Nationally, the Biden administration has announced goals of a nationwide network of 500,000 chargers installed by 2030 and to help cut fuel emissions 50%. He also would like EVs to represent half of all new vehicle sales in the United States by 2030. In May, U.S. and Canadian officials announced an agreement to build a U.S.-Canada EV charging corridor from Quebec City to Kalamazoo, Michigan with EV charging ports every 50 miles or so.

Domestic charging-stall makers are reporting strong sales growth, but use of existing networks is outpacing growth of EV adoption, Los Angeles-based EVgo said.
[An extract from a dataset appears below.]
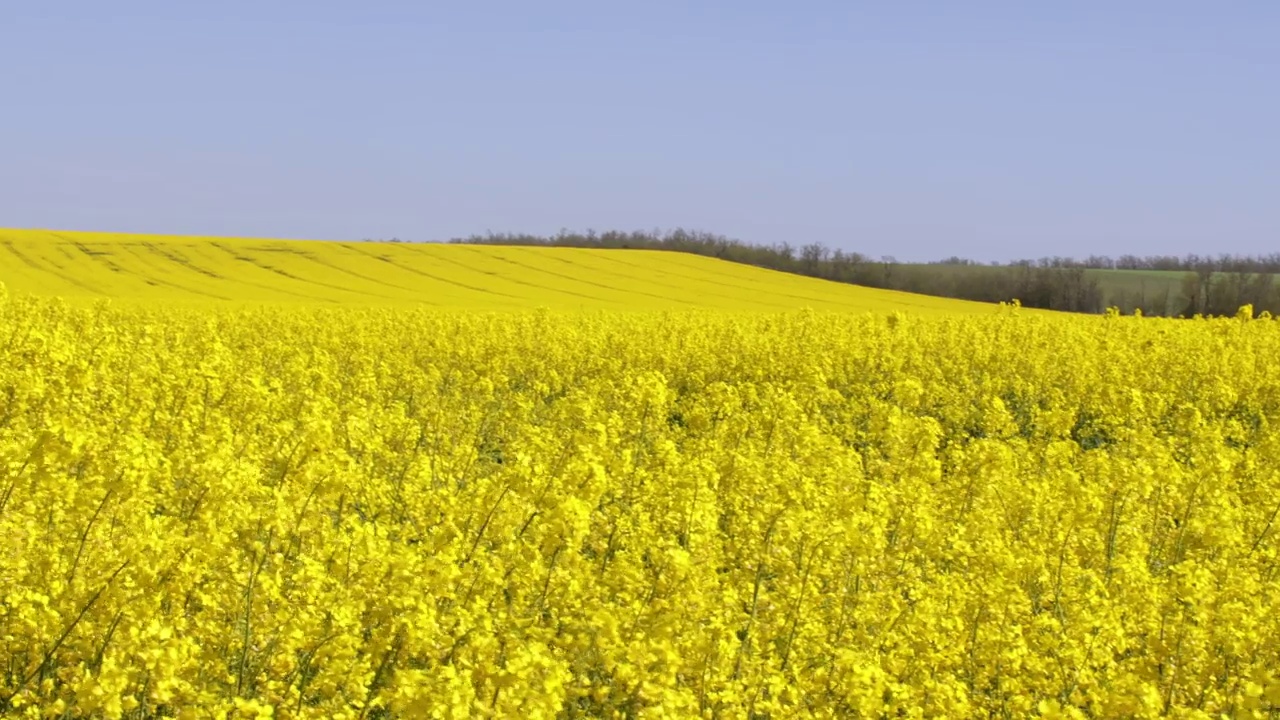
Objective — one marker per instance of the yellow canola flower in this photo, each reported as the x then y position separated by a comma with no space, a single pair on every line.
391,511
In the first quarter, ended March 31, EVgo’s revenue climbed 229% to $25.3 million, from $7.7 million in the prior-year quarter, while the company added 67,000 new customer accounts for a total of 614,000 at the end of the quarter, up 63% from the prior-year period. The company said use of its charging network use rose faster than operational stall growth and EV adoption. It posted a net loss of $49.1 million in the quarter, an improvement from $55.3 million in the year-ago period.

“EVgo is investing ahead of the mass adoption of EVs in the United States and installed a record number of new stalls during the quarter. We also announced an exciting expansion of our program with Chevron, which is designed to pave the way for fast charging at conveniently located gas stations across the country. We expect revenue to increase over the remainder of the year as we benefit from increasing EV adoption, the mobilization of new, faster stations, and the deployment of EVgo eXtend sites with our partners,” said EVgo CEO Cathy Zoi.

EVgo had about 3,100 EV stalls in operation or under construction at the end of March, after installing about 220 new DC fast chargers during the quarter, the company said. It also entered into an agreement with Audible to bring podcasts and audiobooks to its network, the company said.

Meanwhile, ChargePoint reported a 59% increase in revenue to $130 million in the first fiscal quarter of the year, ended April 30, but it was the company’s fourth consecutive quarter of slowing sales growth, according to Investors.com. ChargePoint’s costs associated with its networked charging systems and subscription services rose 43%. The Campbell, California-based company posted a net loss of$79.4 million, an improvement from a loss of $89.3 million in the year-ago quarter. Analysts are projecting the company will turn profitable in fiscal 2026.